While the exemption laws are enacted to provide relief to the debtor and are to be liberally construed, In re Schissler, 250 B.R. 697, 700 (Bankr.W.D.Mo. 2000), a bankruptcy court must be careful to not substantially depart from the express language of the exemption or "to extend the legislative grant as expressed by Congress." In re Goertz, 202 B.R. 614, 618 (Bankr.W.D.Mo.1996); In re Collett, 253 B.R. 452, 454 (Bkrtcy.W.D.Mo.2000).

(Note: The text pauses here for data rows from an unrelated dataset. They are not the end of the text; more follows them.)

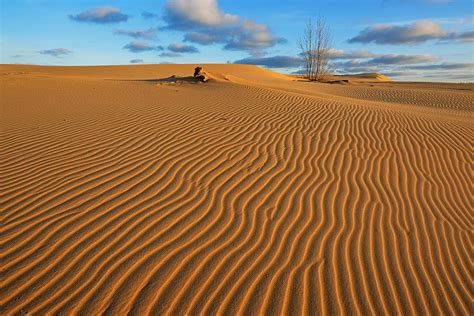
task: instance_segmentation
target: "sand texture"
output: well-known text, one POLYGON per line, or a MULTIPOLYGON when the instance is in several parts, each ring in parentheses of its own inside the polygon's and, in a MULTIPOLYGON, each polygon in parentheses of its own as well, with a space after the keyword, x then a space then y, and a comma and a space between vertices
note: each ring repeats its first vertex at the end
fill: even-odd
POLYGON ((0 66, 0 314, 474 313, 473 85, 194 67, 0 66))

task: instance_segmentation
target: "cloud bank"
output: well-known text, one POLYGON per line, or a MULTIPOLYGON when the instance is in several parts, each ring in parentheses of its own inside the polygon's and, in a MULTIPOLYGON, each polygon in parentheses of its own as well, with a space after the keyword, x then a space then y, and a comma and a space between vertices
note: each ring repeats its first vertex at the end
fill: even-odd
POLYGON ((115 7, 97 7, 77 15, 69 15, 71 20, 98 24, 112 24, 127 21, 129 16, 115 7))
POLYGON ((474 32, 448 32, 433 21, 417 21, 405 25, 376 24, 362 30, 349 43, 375 43, 378 45, 413 45, 430 40, 472 42, 474 32))
POLYGON ((132 41, 125 45, 123 49, 127 49, 132 53, 141 53, 146 51, 160 51, 163 50, 163 46, 152 46, 147 42, 142 41, 132 41))
POLYGON ((149 28, 148 30, 114 30, 115 35, 130 36, 133 38, 153 39, 156 37, 156 29, 149 28))
POLYGON ((168 0, 164 20, 166 29, 185 32, 186 42, 222 44, 226 50, 258 54, 285 42, 264 24, 223 12, 216 0, 168 0))
POLYGON ((67 48, 53 48, 53 49, 42 50, 42 51, 40 51, 40 54, 50 55, 50 56, 59 58, 59 57, 62 57, 62 56, 72 54, 72 51, 67 49, 67 48))

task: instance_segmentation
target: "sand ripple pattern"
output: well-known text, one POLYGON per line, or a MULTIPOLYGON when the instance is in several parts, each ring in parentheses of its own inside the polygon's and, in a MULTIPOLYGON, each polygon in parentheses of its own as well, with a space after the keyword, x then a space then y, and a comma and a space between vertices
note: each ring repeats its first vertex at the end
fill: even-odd
POLYGON ((1 314, 474 313, 472 122, 179 89, 2 131, 1 314))

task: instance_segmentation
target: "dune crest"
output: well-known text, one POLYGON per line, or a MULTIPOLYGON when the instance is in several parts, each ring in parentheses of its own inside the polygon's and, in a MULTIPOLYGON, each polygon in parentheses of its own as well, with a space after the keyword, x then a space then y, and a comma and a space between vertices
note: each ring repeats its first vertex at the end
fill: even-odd
POLYGON ((0 66, 1 314, 474 312, 472 86, 203 67, 0 66))

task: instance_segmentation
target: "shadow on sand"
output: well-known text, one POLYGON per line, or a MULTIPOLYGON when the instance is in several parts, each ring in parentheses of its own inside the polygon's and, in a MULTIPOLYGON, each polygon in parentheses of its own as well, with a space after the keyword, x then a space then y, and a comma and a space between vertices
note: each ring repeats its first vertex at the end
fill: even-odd
MULTIPOLYGON (((109 79, 113 80, 113 79, 109 79)), ((180 85, 183 83, 199 84, 203 83, 201 80, 194 78, 193 76, 179 77, 172 75, 167 78, 158 78, 158 79, 122 79, 114 81, 134 81, 134 82, 145 82, 150 84, 159 84, 159 85, 180 85)))

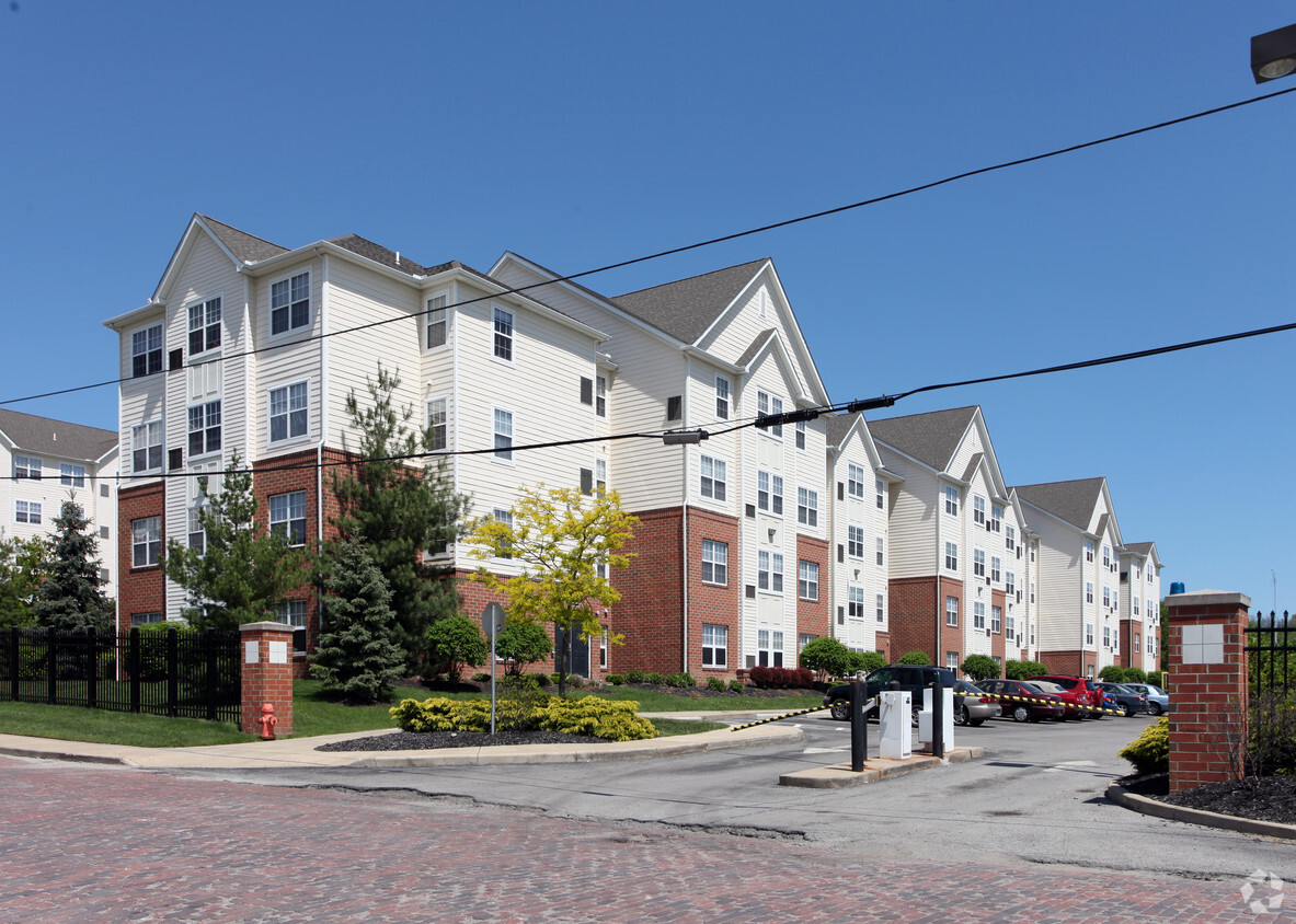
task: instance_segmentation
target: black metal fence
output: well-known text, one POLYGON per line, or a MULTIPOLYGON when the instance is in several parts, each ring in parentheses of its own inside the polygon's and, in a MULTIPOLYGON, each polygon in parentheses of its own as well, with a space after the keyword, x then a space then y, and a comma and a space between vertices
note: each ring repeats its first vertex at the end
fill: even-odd
POLYGON ((1296 623, 1257 613, 1247 627, 1251 770, 1296 770, 1296 623))
POLYGON ((0 700, 237 723, 238 632, 10 629, 0 700))

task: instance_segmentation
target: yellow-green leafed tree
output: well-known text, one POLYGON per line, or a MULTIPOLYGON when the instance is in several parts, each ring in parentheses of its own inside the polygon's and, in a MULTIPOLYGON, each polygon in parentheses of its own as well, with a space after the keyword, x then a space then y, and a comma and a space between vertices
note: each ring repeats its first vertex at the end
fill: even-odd
MULTIPOLYGON (((551 622, 562 630, 568 657, 559 660, 559 696, 564 696, 572 639, 601 635, 595 604, 605 608, 621 599, 597 566, 607 565, 605 574, 610 574, 612 568, 630 564, 631 553, 622 549, 639 518, 621 509, 616 491, 582 494, 570 487, 546 489, 543 482, 521 491, 511 521, 480 520, 469 537, 476 559, 513 559, 521 574, 505 577, 481 565, 472 579, 504 596, 508 621, 551 622)), ((608 634, 610 644, 621 640, 608 634)))

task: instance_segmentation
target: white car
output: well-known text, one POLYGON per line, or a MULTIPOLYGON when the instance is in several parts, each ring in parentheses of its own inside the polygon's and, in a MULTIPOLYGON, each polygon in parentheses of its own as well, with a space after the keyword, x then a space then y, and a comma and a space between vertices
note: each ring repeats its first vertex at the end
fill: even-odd
POLYGON ((1160 715, 1170 708, 1170 695, 1160 687, 1153 687, 1151 683, 1122 683, 1121 686, 1147 693, 1148 715, 1160 715))

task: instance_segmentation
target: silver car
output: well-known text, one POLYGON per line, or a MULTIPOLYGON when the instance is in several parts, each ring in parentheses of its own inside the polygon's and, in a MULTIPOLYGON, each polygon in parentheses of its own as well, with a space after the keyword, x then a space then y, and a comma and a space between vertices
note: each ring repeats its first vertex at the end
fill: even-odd
POLYGON ((1122 683, 1121 686, 1129 687, 1139 693, 1147 693, 1148 715, 1161 715, 1170 708, 1170 695, 1160 687, 1155 687, 1151 683, 1122 683))

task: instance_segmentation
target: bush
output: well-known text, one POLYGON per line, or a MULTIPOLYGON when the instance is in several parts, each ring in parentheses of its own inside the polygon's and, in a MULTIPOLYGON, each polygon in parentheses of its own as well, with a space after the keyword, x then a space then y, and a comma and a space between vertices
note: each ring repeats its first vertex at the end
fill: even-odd
POLYGON ((963 658, 963 673, 975 683, 999 676, 999 665, 985 654, 968 654, 963 658))
POLYGON ((1170 770, 1170 719, 1165 715, 1143 730, 1143 733, 1121 748, 1118 757, 1134 765, 1140 774, 1164 774, 1170 770))
POLYGON ((1004 661, 1003 675, 1010 680, 1025 680, 1028 676, 1047 674, 1048 669, 1038 661, 1004 661))
POLYGON ((850 649, 837 639, 818 638, 801 649, 800 664, 822 675, 844 676, 850 671, 850 649))

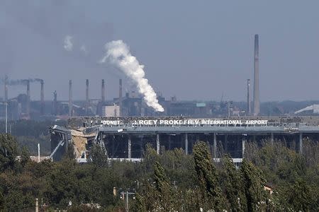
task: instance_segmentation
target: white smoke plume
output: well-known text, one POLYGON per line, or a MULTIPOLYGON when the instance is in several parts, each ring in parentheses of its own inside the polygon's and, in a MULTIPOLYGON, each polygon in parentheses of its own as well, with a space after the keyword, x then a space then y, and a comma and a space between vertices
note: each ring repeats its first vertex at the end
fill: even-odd
POLYGON ((144 66, 140 64, 136 57, 132 56, 130 49, 122 40, 114 40, 105 45, 106 56, 101 60, 104 63, 107 59, 119 68, 132 81, 136 84, 138 92, 144 95, 144 100, 155 111, 163 112, 163 107, 158 103, 156 93, 148 80, 145 78, 144 66))
POLYGON ((71 52, 73 49, 72 40, 73 37, 72 36, 70 35, 65 36, 64 44, 64 47, 65 50, 71 52))

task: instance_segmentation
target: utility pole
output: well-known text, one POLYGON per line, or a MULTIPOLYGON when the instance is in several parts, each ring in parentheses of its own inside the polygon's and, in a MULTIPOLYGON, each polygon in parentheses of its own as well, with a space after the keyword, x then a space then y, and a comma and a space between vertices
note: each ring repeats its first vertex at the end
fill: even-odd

Allowing the claimed exemptions here would be a departure from the language and intent of the exemption statute. The Debtor testified that he has never been certified as disabled and has never received disability payments. The motorcycle accident did not result from the Debtor's employment. At the time of his injury, the Debtor was in high school and earned money mowing yards. He had another job lined up but had to forgo this opportunity due to his injury. The Debtor testified that part of the settlement he received was to cover the wages he lost from being unable to take that position. Any portion of the agreement meant to compensate the Debtor for losing this job offer addressed income lost as a direct result of the injury when it occurred. The settlement was not intended to replace his future earning capacity.
Debtor acknowledged in his pleadings that his injury has not prevented him from finding employment. At the time he filed for bankruptcy, Debtor was employed for several years as a truck driver. He testified that he would be willing to take another, similar, job if he could. He is currently going to night school to become an EMT and drive an ambulance. If there was a period where the Debtor's wage earning ability was limited, it must have ended when he resumed working for wages at or above his pre-injury level. There is no evidence that the parties, at the time the Debtor was injured, contemplated that the injury would undermine his ability to find additional work opportunities. Rather, since the accident he has actively sought and engaged in productive employment.
The evidence presented at the hearing was sufficient to establish that the annuity was not related to employment and that it was not created to compensate for diminished wage earning potential. Expanding the Missouri exemption statute to cover annuities outside of lost earnings or employment would depart from the language of the statute and the legislature's intent.
Therefore, for the above reasons, I find that the Debtor's annuity payment is not exempt under Mo.Rev.Stat. § 513.430(10)(e) and I SUSTAIN the Chapter 7 Trustee's Objection.
A separate Order will be entered in accordance with Bankruptcy Rule 9021.